She drifts to the gust of her gut feeling.
Dexterous, dirty hands of color and class: lead me in dangerous directions.
Thin eyes: widen by me and the inhalation of side-street dreams.
Thick body: release the masochist of memories that once chiseled your frame and allow me to pulsate new perspectives.
Pieces of you enter through pieces of me and slip on a new dream.
Paper airplanes of pleasantries
Coast along the morning breeze
Creating desire lines they tease
Thoughts of you and me.
The love here is sleeping.
Touch my soul with your eyes on open hips
Your kiss drowns out lines that begin with “yes”
Softness sweeps my tongue in sensual ways
And I feel your love through miles of veins.
Bathed in sweat from our everlasting sins
We welcome every drop in.
Hold out your hands
The rock slide
As it melts into gas
Faster than an avalanche
She rumbles past.
So be the light that breaks my darkest pain.
And birth a flame where the sunlight is made
O’r beyond the borders of a mountain range.
Turn by turn drift away with grace only somedays.
Today I had a moment.

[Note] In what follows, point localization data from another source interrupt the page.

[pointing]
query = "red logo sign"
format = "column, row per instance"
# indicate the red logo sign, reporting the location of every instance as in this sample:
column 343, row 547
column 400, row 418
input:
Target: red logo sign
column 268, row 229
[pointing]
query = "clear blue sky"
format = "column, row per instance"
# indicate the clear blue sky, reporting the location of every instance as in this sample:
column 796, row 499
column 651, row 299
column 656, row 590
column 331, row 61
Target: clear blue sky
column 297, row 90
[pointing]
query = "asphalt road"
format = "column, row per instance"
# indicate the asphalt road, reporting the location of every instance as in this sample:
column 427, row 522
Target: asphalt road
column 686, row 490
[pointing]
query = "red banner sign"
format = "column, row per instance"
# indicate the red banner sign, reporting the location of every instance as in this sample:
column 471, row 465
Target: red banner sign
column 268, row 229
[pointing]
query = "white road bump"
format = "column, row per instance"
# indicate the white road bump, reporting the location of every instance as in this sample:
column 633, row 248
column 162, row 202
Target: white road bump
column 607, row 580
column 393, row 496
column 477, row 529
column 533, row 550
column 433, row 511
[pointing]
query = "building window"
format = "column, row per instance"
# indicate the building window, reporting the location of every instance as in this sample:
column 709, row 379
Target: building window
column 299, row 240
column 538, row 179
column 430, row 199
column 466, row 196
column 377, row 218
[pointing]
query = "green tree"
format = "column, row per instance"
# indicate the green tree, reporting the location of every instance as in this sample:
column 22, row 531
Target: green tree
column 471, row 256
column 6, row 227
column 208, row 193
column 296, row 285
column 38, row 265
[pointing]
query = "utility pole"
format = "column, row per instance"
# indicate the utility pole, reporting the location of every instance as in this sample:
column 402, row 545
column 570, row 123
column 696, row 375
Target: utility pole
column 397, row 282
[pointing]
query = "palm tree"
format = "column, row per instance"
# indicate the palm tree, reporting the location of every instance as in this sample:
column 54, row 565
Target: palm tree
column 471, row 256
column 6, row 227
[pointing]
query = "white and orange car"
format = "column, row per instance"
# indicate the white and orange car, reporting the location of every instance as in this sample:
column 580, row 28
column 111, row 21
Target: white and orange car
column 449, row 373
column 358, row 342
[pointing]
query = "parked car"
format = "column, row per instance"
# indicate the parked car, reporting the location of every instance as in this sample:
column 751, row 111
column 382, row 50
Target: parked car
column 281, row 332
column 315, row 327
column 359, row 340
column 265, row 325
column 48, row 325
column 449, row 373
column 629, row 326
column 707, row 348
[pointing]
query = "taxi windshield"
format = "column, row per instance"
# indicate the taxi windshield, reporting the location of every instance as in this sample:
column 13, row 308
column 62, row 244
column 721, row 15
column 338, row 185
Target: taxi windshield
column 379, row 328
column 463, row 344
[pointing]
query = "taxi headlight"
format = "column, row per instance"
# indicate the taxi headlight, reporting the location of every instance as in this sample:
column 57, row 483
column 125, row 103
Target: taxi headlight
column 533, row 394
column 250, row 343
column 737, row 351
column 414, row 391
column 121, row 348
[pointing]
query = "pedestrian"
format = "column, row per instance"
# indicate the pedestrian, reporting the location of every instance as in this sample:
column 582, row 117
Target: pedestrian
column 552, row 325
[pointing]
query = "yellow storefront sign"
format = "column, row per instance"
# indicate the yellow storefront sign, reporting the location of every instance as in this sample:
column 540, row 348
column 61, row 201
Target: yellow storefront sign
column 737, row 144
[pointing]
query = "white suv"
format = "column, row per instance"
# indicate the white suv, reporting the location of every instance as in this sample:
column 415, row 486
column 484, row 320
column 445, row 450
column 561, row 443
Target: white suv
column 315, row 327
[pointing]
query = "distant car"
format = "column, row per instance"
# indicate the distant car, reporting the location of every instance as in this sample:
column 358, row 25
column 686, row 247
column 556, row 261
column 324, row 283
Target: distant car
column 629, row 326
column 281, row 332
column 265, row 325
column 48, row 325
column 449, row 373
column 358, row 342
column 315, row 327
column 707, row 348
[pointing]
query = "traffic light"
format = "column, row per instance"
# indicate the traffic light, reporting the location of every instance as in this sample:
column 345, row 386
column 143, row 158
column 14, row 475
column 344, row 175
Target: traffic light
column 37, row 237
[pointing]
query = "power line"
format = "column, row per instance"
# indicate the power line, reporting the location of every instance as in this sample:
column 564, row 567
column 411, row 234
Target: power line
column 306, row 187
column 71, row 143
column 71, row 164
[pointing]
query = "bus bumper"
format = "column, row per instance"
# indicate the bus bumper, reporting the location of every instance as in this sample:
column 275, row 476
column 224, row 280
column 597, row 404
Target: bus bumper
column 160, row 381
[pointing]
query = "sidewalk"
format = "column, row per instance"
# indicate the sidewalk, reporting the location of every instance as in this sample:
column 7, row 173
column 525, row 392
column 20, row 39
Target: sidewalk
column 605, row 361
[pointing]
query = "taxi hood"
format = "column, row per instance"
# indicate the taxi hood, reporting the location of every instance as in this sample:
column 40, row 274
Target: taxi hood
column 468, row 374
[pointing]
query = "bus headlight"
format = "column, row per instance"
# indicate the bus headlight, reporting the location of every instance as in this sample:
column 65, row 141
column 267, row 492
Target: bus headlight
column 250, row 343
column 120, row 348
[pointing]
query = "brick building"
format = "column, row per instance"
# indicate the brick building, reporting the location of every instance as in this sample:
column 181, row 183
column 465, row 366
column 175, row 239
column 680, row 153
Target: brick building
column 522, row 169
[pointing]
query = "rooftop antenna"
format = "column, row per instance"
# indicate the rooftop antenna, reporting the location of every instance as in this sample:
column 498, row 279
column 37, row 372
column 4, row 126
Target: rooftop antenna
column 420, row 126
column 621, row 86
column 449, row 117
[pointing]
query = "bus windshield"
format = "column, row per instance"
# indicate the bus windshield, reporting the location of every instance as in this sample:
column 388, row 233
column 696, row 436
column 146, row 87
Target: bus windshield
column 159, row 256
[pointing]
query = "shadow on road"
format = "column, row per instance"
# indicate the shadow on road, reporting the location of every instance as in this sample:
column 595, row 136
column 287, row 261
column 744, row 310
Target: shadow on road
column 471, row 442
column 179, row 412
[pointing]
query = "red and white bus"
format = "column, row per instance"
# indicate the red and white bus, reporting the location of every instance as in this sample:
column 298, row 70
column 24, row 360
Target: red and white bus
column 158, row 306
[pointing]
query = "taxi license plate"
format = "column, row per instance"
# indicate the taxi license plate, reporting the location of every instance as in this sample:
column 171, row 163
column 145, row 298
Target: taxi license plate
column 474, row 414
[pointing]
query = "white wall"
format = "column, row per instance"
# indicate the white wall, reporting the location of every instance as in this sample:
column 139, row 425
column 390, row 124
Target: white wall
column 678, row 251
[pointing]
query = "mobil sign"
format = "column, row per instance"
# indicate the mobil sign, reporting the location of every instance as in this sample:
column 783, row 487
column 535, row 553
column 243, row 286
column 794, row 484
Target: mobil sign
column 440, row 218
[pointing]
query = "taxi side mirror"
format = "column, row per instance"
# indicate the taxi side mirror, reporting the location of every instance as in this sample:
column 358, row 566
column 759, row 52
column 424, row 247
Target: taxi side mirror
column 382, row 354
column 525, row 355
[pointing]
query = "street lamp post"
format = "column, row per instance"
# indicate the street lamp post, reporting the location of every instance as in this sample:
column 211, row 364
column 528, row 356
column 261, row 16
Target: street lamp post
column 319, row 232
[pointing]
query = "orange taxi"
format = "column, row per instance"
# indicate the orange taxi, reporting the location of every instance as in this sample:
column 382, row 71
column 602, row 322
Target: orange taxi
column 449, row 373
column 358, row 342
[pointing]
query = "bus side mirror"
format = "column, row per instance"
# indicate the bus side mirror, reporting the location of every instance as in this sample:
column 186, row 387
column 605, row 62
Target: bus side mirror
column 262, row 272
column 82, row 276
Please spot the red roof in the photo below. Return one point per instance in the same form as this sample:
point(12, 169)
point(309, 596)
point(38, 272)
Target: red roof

So excuse me, but I had a moment. A moment to breathe. To shake off all the worry. To submit myself to the universe and it’s energy.
I had a moment between the shifts of a few papers. I had my moment eating lunch. I walked outside and took a breath and finally felt something. I broke free of the smiling depression and simply smiled to the sky.
I had my moment for an eternity of heartbeats and a sisterhood speech. I howled. I whispered. I sat quiet on a bench. I walked a line so close to freedom and wobbled toward what might be next.
I had a moment to release the anx and leave this physical realm. Diving deeper in the midst of roots that were trying to tie me down. I swam in the mud of the noise. I drank all the cars on the road. I imagined myself a giant. Then a toad. Then a friend. Then a ghost.
I had my moment in the mirror when I wiped off all the tears. It revealed a face much deeper that I’d never noticed there. My moment revealed happiness and heartbreak and pain and the potlucks of many colorful lives I had made.
We can’t be afraid of what we don’t know,
May we find ourselves in the courage.
So we’ll drink to those who have told us no
and listen to our inner sinner.
Dip me in your disease and say “Excuse you,” when I sneeze.